L’ambizione di Jean Rondeau e le difficoltà incontrate come pilota privato, lo portano a dare una importante svolta alla sua carriera diventando costruttore.
In quel periodo in Francia, dopo le vittorie della Matra, non c’era nessuna squadra che puntasse alla vittoria assoluta. Da questo desiderio nacquero due progetti: uno patrocinato dall’ex-progettista Peugeot Gerard Welter e l’altro su iniziativa di Jean Rondeau. Entrambi i progetti, che miravano a formare una “Equipe de France”, partivano dall’idea di utilizzare il motore PRV (Peugeot, Renault e Volvo) V6 2,7 litri ed i prototipi furono costruiti secondo le regole del Gruppo 6 – GTP, le cosiddette Gran Turismo Prototipo. Rondeau, che aveva bene in mente la potenza del Ford-Cosworth DFV scelse di costruire una GTP competitiva ma poco “patriottica”, scommettendo sul motore britannico, potente e affidabile, a discapito del propulsore francese derivato dalla serie. Questa scelta gli valse la mancanza di sostegno da parte delle grandi aziende francesi, che appoggiarono inizialmente il progetto di Gerard Welter. A questo punto Rondeau giocò una carta a sorpresa e firmò un contratto con la multinazionale della carta Inaltera : tale accordo comprendeva, in cambio della sponsorizzazione, l’attribuzione del nome del prototipo in fase di costruzione. Il patriottismo francese si schierò contro Rondeau, tanto che alla 24 Ore di Le Mans del 1976 la TF1, la principale emittente televisiva francese, diede ordini specifici ai suoi commentatori di non pronunciare il nome dello sponsor di Rondeau e nemmeno il nome ufficiale del prototipo, che fu battezzato Inaltera LM. Le due vetture che vennero iscritte alla gara furono completate in soli 5 mesi da Rondeau, un gruppo di suoi amici di lunga data e dai dipendenti del “Bureau de Design Ovale”, l’azienda che aveva progettato l’aerodinamica della Inaltera LM e furono letteralmente costruite nel cortile della sua casa, a pochi passi del circuito La Sarthe. La Inaltera, ed in seguito la Rondeau, deve fare i conti con le Porsche e con la Renault, che vincono le edizioni della maratona francese.

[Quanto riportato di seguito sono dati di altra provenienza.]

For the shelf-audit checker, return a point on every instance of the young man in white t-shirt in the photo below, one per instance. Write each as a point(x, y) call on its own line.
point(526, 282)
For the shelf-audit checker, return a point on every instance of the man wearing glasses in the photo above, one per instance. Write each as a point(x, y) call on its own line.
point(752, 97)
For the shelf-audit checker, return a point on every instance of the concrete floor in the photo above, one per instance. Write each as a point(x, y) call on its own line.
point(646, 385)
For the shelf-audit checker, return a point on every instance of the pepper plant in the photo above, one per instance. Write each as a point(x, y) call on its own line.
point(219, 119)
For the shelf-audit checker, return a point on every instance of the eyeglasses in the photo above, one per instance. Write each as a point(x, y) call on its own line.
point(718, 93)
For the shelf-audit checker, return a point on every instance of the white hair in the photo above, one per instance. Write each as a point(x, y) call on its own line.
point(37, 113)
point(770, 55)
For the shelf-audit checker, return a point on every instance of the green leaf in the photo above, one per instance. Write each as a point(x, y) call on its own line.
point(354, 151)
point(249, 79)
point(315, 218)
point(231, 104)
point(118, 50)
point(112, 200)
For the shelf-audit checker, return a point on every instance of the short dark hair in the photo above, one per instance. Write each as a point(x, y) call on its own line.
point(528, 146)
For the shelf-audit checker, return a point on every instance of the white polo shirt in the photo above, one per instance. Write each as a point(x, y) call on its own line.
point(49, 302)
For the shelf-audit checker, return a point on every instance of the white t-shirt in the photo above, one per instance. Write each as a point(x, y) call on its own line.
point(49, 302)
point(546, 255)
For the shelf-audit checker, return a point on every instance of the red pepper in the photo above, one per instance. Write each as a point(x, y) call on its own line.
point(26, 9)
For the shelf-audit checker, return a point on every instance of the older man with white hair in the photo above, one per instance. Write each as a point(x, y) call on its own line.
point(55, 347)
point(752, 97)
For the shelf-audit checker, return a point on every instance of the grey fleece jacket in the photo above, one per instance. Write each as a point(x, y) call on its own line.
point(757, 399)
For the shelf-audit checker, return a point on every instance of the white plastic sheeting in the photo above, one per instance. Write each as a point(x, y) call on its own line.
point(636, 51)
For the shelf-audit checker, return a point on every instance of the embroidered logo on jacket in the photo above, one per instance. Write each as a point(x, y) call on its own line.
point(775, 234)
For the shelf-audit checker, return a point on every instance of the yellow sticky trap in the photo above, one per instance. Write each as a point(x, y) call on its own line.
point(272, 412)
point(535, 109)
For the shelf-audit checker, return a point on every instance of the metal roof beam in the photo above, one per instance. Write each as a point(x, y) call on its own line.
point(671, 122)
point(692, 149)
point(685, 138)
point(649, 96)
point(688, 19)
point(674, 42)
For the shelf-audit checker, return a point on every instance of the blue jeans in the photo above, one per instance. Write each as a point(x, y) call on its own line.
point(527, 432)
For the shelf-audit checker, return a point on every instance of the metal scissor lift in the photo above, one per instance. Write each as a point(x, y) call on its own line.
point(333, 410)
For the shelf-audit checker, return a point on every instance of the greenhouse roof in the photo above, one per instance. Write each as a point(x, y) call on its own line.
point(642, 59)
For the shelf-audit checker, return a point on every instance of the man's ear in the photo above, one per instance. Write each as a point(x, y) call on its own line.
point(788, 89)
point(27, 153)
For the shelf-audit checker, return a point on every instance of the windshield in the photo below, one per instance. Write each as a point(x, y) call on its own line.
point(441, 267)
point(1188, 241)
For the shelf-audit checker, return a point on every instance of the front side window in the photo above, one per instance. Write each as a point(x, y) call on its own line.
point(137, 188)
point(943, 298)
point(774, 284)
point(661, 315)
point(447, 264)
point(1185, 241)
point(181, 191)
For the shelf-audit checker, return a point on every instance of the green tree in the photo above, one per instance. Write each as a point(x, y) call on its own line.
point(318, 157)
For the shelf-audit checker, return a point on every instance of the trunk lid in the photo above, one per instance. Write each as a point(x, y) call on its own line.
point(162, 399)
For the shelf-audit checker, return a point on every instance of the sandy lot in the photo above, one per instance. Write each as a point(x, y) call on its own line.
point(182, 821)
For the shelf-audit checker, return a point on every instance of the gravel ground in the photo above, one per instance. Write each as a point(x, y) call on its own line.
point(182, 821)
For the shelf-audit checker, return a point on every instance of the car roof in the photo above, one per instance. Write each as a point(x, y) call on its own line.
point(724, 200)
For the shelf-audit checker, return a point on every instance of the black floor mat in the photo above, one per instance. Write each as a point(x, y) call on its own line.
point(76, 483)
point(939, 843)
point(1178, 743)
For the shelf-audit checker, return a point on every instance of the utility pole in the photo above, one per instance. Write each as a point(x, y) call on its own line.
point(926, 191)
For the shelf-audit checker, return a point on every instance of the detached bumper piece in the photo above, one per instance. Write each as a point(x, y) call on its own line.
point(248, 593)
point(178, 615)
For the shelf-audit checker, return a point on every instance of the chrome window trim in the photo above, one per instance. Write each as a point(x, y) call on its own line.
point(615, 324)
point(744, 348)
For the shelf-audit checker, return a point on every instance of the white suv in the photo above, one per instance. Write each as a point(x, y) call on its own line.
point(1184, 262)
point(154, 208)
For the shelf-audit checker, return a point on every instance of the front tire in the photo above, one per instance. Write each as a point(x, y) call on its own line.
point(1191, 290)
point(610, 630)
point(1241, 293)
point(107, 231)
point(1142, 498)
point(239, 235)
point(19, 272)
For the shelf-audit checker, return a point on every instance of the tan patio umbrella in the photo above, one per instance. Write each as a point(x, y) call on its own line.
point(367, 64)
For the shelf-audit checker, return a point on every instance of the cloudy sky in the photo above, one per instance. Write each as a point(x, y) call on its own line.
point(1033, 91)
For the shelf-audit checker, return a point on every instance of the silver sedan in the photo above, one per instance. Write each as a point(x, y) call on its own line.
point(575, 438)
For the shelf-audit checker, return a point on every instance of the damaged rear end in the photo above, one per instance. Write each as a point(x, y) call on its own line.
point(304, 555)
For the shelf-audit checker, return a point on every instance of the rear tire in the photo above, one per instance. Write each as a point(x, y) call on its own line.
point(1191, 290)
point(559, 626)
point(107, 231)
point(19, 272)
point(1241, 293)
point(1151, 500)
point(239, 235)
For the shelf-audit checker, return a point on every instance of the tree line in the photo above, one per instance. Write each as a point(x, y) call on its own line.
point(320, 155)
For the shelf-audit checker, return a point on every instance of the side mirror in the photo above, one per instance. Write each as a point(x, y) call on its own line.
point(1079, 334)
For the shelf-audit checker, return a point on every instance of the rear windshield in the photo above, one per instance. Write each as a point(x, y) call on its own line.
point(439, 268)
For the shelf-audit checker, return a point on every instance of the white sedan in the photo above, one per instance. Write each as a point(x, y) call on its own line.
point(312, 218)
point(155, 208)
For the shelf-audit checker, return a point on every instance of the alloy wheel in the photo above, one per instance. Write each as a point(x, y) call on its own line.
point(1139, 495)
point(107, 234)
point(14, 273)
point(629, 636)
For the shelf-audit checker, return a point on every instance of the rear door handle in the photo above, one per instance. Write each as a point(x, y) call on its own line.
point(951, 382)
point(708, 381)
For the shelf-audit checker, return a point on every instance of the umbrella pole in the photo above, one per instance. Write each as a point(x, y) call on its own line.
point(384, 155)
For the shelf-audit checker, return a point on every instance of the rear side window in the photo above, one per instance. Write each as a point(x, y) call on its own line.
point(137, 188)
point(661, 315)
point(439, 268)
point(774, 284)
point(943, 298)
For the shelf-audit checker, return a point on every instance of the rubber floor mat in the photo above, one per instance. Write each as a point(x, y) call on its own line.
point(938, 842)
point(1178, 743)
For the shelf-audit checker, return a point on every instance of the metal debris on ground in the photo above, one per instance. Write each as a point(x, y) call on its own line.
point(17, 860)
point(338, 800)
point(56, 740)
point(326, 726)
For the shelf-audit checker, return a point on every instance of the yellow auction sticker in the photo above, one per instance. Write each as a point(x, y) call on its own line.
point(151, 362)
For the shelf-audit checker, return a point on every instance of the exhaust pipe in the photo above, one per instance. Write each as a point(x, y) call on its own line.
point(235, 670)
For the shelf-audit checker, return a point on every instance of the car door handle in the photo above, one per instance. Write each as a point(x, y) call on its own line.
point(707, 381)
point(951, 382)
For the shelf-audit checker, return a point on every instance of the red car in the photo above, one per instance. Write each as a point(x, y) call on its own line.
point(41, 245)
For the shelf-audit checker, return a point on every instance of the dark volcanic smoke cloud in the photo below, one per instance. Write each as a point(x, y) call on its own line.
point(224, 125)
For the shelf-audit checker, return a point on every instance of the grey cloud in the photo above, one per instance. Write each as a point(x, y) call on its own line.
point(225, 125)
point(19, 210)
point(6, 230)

Nel 1978 finalmente la vettura prende il nome di Rondeau M378 , laddove la M viene utilizzata per omaggiare l’addetta alle pubbliche relazioni del team Majorie Brosse, la quale piazza il miracolo e trova i finanziamenti per sostituire Inaltera. La vettura , una logica evoluzione della Inaltera LM motorizzata dal classico Cosworth DFV , si piazza nona assoluta , l’anno successivo arriva la M379 , e ben tre vetture vengono iscritte alla 24 ore , l’equipaggio Ragnotti, Beltoise, Pescarolo vince la classifica del “gruppo 6” e sono quinti assoluti. Ma è il 1980 l’anno in cui i sogni avuti dall’età di tre anni del piccolo Jean diventano realtà , è l’anno del trionfo: la Rondeau 379B, con il DFV di 3 litri preparato da Mader, vince la 24 ore di Le Mans , pilotata dallo stesso Jean Rondeau e da Jean Pierre Jassaud. Per il pilota-costruttore di Le Mans è il trionfo, il raggiungimento del più grande ed importante obiettivo della sua vita. La gara ha un andamento rocambolesco , ma tutte le circostanze girano per poter realizzare il sogno , pronti-via sembra il diluvio universale , e di pioggia ne viene tanta per tutta la notte , timidamente la Rondeau numero 16 timidamente risale la china e al mattino si presenta al comando, in seconda posizione man mano che la pista si asciuga la Porsche del plurivincitore Jackie Ickx rimonta ma a mezz’ora dalla fine riprende a piovere che Dio la manda , Ickx monta le “rain” , mentre Jassaud al volente in quel frangente , tenta l’azzardo resta in pista con le “slick” , il belga rimonta furiosamente ma ormai la maratona volge al termine , all’ultimo giro un ultimo sussulto al cuore , il pilota della Rondeau sbanda va largo in una curva ma miracolosamente riesce a non impantanarsi negli ormai acquitrini delle vie di fuga di Le Mans e si presenta sul traguardo dove centomila francesi in piedi piangono e cantano la marsigliese. Il sogno è diventato realtà.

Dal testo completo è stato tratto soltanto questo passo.